I have 2 CUDA GPU resources on my server that is running ray. If I deploy a single model replica with num_gpus": 1}
, things are fine. If I set the number of replicas to 2, I get a "RuntimeError: CUDA out of memory. " error when Ray tries to deploy the 2nd replica. How are people deploying multiple replicas with multiple GPUs? Any sample code/gist or suggestions to try would be appreciated.
Hi @puntime_error, when you set the replicas to 2 and keep num_gpus to 1, there should be two identical process created, each taking one GPU with their corresponding CUDA_VISIBLE_DEVICES.
Can you take a look at nvidia-smi
before and after and make sure there are no other processes running on the two GPUs?
@simon-mo @puntime_error am unable to use multiple gpus while serving ray.

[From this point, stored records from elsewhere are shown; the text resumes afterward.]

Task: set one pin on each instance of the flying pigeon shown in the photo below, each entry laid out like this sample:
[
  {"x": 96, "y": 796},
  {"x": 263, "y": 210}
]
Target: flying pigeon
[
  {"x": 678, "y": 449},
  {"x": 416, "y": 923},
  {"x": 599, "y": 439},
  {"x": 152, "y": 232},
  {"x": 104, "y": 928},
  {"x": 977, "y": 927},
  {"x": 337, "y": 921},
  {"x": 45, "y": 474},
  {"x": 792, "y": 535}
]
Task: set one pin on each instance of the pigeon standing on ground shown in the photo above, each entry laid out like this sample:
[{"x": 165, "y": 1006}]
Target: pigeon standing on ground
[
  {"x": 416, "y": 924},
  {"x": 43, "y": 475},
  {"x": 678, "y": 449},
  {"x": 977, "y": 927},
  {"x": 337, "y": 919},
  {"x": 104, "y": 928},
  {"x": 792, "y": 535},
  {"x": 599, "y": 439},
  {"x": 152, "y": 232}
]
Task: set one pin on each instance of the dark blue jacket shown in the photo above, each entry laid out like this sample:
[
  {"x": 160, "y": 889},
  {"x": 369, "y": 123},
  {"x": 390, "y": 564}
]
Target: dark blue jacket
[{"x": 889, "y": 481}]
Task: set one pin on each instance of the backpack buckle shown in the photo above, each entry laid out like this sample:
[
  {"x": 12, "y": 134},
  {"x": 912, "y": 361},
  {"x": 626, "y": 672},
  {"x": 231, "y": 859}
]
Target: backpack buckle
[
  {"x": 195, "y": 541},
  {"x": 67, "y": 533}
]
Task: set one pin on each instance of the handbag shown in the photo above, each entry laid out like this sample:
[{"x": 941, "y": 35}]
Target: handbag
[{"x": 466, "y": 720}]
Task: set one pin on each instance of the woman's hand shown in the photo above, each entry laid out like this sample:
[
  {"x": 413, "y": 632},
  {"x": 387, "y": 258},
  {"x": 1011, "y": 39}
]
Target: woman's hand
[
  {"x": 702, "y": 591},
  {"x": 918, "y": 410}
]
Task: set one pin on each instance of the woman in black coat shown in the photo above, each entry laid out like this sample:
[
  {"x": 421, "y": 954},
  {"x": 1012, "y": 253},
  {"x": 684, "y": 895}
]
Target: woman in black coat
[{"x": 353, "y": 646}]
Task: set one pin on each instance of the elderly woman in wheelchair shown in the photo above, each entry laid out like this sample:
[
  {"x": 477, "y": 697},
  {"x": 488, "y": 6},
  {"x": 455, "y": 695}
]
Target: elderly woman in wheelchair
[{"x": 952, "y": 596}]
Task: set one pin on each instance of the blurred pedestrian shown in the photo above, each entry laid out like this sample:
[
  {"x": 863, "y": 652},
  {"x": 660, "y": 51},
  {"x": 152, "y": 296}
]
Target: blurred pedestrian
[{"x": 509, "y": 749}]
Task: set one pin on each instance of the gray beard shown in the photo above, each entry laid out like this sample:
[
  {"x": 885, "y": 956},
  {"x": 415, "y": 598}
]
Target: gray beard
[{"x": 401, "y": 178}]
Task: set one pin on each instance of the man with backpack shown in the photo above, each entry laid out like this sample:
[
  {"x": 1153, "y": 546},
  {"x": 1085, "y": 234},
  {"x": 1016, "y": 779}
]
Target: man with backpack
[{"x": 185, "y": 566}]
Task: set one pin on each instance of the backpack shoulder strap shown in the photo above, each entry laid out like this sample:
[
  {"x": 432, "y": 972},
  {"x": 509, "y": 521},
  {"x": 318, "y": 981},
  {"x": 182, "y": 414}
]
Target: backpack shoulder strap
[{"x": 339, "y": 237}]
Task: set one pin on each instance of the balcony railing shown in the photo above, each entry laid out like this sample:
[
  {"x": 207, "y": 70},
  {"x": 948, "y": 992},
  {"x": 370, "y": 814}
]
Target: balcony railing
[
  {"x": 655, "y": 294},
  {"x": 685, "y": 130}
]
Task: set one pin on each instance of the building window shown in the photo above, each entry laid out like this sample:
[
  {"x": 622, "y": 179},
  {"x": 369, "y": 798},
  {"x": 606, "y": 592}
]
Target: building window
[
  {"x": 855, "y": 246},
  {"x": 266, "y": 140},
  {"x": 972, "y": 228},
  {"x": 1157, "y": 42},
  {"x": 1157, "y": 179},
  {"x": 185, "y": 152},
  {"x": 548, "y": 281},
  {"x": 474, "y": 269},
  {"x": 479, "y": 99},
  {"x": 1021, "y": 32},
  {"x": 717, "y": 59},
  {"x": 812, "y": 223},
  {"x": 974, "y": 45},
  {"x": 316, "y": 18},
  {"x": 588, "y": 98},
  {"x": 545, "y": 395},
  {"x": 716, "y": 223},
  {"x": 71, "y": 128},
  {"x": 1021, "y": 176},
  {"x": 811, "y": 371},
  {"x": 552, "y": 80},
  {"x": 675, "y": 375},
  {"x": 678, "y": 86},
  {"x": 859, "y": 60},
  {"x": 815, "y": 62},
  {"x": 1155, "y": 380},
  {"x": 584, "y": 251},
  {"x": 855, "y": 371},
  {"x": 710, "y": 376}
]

I have raised an issue here Issue on page /serve/getting_started.html · Issue #27905 · ray-project/ray · GitHub
Can you please help?
Hi @Sujit_Kumar, to narrow down the issue, do the basic GPU examples at GPU Support — Ray 3.0.0.dev0 work for you? You can try it on Ray 2.0.0rc1 (pip install "ray[serve, default]==2.0.0rc1"
)
@Sujit_Kumar you may also have to tell the transformers
library to use GPU; see How to make transformers examples use GPU? · Issue #2704 · huggingface/transformers · GitHub for example and the surrounding context.